Many people believe that marriage is a close-ended answer to guarantee happiness. Well, that cannot really be justified by many married couples in society today.
Why? Things like sexual or physical abuse, rape, assaults and death threats that the minority of married couples go through on a day to day basis are just a few things to consider before supporting the statement. Let’s try to look at these points in detail.
Despite the fact that many couples are married, abuse is just something that features within the covenant. Abuse in most cases is said to be from the one party which is often the male but the females are not to be left out. Abuse, whether physical or sexual, affects both and is most likely to be caused by a lack of trust in a relationship which is the same case with death threats. When one or both parties are not sure of their positions as the only partner, this introduces negative tension between the two.
In most cases, children are involved and children are known to be very sensitive. They can easily go astray, because nobody really knows what goes on in their mind. That is why one can surely say they are vulnerable and should be treated in a highly cautious manner.

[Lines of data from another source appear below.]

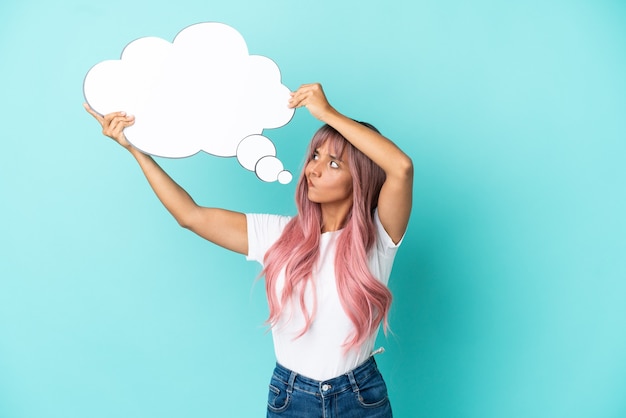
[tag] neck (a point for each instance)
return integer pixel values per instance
(334, 217)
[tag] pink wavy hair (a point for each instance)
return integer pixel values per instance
(365, 300)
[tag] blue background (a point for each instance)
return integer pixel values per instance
(510, 291)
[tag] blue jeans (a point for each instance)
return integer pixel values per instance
(360, 393)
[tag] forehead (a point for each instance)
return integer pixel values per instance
(330, 147)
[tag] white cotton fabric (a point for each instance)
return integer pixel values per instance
(318, 354)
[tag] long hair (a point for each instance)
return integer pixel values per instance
(365, 299)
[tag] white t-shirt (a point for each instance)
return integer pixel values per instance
(318, 353)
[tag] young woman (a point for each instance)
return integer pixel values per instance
(326, 268)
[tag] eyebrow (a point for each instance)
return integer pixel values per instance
(334, 157)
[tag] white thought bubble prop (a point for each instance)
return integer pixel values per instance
(202, 92)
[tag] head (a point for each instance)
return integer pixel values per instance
(338, 173)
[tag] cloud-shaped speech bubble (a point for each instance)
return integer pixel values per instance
(202, 92)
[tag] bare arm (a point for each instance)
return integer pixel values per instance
(223, 227)
(395, 200)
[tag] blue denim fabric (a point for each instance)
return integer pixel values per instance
(360, 393)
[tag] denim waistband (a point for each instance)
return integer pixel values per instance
(348, 381)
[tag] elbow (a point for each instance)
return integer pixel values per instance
(403, 168)
(185, 221)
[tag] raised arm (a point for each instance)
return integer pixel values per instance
(223, 227)
(394, 202)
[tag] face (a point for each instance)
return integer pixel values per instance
(328, 176)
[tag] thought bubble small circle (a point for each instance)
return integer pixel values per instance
(268, 168)
(252, 148)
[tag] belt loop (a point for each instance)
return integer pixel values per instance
(355, 387)
(292, 378)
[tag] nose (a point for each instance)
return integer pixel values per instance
(313, 168)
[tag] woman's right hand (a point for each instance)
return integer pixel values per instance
(113, 125)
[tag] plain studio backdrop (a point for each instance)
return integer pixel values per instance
(510, 286)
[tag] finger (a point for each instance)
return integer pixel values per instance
(118, 124)
(93, 113)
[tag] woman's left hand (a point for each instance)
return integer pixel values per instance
(313, 98)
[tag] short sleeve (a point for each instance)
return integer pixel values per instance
(263, 231)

To continue, the fact that married women stay under the same roof, eat the same food and sleep in the same bed with their husbands does not really guarantee them an armour of safety from rape. Women who are married are raped by their husbands which is another reason to believe that many women are not really safe, even in the presence of their husbands. This leads us into a awestruck state, even though there are people who are skillfully trained on how to deal with such matters like marriage councilors, ministers and even traditional leaders. They are all equipped with remedies on how to deal with what married couples go through, but women who are victims of abuse are said to hardly report to them.
Or maybe one should go back to the drawing board and blame tradition. Tradition plays a very big role on its own. Because it is said to be traditionally wrong for a woman to go against her husband no matter what, if she is to do so, there are certain circumstances that follow thereafter. That is why many women easily become subject to an abusive relationship. Despite the number of unions in the country that are in the interest of women, they still fail to bring their abusive husbands to the spotlight. There might be many other mind-blowing reasons to it but they are only known by the victims themselves. Not only is the above mentioned reason to disagree whether marriage really is the answer to happiness but there are many other not mentioned in this piece.
That brings me back to the fact that marriage is for many a great achievement in their lives, and is still right to assume that their marriage certificates mean much more to them than their academic achievements (degrees and diplomas). Yes, it brings joy, however the joy, laughter and vows engaged in marriages become a living nightmare to many married folks.
I would like to point out that the question whether marriage really guarantees happiness remains an individual’s opinion, however if there are men or women out there who think of marriage as a way to make someone else’s life miserable, I would like to make it clear that it is not worth it. Like a wise man once said: “What goes around comes back around”. This has over the years in many instances been proven to be true. And still on my fellow man, there is a mighty African proverb that says “do not boil hot water if you are not ready to drink tea”, in other words, do not get married if you know very well that you are not ready to take the punch.